Hi @Mel-Chen, @fhahn
@rjj and I are looking at hotloop in polyhedron benchmark, particularly rnflow.f90. It is in Fortran, but here is the equivalent C version.
int func(int *restrict arr, int N) {
int minloc = 0;
for (int i = 0; i < N; ++i)
if (arr[i] < arr[minloc])
minloc = i;
return minloc;
}
Godbolt link: https://godbolt.org/z/qWsWWr3Mq
I have pasted the example on the related issue, too: [GVN] Missed partial redundancy elimination opportunity of load through select instruction · Issue #58569 · llvm/llvm-project · GitHub
This is highlighted in the context of GVN/PRE, but we’re looking at vectorizing this as it offers more gains.
I saw Mel-Chen’s talk in EuroLLVM 2023 and the pending patch ⚙ D143465 [LoopVectorize] Vectorize the reduction pattern of integer min/max with index..

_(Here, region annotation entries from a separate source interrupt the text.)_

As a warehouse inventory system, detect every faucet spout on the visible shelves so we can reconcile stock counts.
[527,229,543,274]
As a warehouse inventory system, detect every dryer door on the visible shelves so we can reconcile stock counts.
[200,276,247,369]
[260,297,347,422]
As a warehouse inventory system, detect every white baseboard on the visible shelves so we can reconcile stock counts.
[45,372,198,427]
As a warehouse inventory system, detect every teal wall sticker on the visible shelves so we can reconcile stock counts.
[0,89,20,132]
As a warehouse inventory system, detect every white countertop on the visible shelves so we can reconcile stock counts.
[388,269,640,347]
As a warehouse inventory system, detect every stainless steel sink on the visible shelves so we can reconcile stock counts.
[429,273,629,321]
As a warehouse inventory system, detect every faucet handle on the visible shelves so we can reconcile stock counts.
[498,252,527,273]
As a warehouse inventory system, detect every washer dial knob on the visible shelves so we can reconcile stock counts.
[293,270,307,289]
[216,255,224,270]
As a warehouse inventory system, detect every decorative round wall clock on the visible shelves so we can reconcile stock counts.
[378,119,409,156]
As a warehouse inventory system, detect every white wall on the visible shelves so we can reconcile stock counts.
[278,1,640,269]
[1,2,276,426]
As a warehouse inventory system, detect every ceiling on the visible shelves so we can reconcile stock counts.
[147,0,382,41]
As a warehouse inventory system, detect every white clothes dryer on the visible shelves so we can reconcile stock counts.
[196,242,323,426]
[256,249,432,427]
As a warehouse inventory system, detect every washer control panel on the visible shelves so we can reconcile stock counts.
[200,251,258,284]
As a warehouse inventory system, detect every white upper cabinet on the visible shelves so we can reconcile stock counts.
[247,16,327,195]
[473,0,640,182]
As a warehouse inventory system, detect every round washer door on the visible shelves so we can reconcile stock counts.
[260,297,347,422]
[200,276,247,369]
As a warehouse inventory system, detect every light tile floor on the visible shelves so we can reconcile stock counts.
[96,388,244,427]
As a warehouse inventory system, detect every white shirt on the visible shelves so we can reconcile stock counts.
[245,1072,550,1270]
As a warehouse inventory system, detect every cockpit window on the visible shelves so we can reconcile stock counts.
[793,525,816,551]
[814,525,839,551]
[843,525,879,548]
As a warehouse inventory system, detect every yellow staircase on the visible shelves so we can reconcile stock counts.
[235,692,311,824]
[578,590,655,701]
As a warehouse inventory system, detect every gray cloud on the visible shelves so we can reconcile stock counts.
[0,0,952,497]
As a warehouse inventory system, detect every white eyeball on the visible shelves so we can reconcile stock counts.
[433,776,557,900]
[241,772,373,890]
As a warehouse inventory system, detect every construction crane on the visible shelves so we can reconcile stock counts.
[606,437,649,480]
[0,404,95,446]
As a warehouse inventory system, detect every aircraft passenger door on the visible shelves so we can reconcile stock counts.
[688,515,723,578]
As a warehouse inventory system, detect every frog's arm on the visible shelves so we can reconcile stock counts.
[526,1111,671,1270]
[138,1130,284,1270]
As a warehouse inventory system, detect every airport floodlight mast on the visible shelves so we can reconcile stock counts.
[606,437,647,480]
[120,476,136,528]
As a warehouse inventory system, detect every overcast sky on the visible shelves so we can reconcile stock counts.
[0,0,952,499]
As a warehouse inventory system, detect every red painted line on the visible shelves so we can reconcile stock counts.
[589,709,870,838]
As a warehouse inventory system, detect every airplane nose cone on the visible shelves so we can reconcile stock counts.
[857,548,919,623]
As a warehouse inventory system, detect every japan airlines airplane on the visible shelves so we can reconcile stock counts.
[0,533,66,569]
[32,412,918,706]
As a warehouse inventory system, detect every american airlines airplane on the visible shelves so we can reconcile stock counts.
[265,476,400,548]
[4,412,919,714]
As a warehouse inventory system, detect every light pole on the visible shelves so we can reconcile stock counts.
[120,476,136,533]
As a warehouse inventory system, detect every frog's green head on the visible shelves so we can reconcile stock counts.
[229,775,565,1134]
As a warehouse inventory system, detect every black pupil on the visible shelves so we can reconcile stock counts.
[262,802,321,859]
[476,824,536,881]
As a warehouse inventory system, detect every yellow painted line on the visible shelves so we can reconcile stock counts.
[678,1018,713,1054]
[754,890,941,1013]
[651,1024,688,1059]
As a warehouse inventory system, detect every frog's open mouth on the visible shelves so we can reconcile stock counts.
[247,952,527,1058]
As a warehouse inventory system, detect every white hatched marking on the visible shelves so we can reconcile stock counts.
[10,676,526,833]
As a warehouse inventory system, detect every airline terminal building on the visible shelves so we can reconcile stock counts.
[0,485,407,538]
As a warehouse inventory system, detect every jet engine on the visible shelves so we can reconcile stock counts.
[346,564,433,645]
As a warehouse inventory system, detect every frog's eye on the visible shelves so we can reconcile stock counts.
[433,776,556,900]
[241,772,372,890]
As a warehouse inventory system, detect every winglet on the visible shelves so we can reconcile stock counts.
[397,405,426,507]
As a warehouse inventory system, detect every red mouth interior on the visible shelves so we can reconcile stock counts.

We’d like to know if there are any plans to progress on this, as it has been pending since 2023.
On the other hand, if this is not relevant anymore, then @fhahn is there any work planned in VPlan for handling such cases?
Returning the index and the value both was the crux of Mel’s patch but we are looking at a slightly reduced case.
Thanks
Madhur
1 Like
Hi, @madhur13490,
The project for min/max with index is still ongoing. Its prerequisite, the FindLastIV reduction, only recently became available in LLVM 20, and @fhahn just stabilized it.
The loop you mentioned falls under the category of int min/max with the first index, though the min/max result itself is not used outside the loop. We’re currently redeveloping min/max with index in our downstream repo to align with the current VPlan design principles, and to support cases where the min/max result is not used outside the loop.
Mel
Thanks for the update @Mel-Chen
As a heads-up, we are working on a LoopIdiomVectorize
-based solution for the above pattern. Ideally, VPlan would be good, but I’ll let you handle it since it is in a lot of development.
Hi @Mel-Chen
Thanks for the update.
The exact test case I am looking at is in the PR [LoopVectorize] Add test case for minloc reduction by madhur13490 · Pull Request #141556 · llvm/llvm-project · GitHub
I tried with your mentioned PR, but it doesn’t handle the case; it is still not vectorized and LV bails out. The test has two PHI nodes, and the structure is a bit different.
Do you think you can handle it in the same patch?
After taking a closer look, I found that although [LoopVectorize] Add test case for minloc reduction by madhur13490 · Pull Request #141556 · llvm/llvm-project · GitHub and the C source you mentioned earlier differ slightly, they both fall outside the scope of what the current vectorizer can handle.
Compiler Explorer
The key issue is that the index recurrence phi has a loop-internal user that is not part of the recurrence chain:
%12 = phi i32 [ 0, %4 ], [ %20, %10 ]
%13 = getelementptr inbounds nuw i32, ptr %0, i64 %11
%14 = load i32, ptr %13, align 4, !tbaa !7
%15 = zext nneg i32 %12 to i64 ; <-- this user
This prevents it from forming a valid index reduction.
Currently, we can only vectorize semantically equivalent code like the following C source:
int func2(int *restrict arr, int N) {
int minloc = 0;
int min = arr[minloc];
for (int i = 0; i < N; ++i)
if (arr[i] < min) {
min = arr[i];
minloc = i;
}
return minloc;
}
Do you think you can handle it in the same patch?
This is not a easy pattern, I think.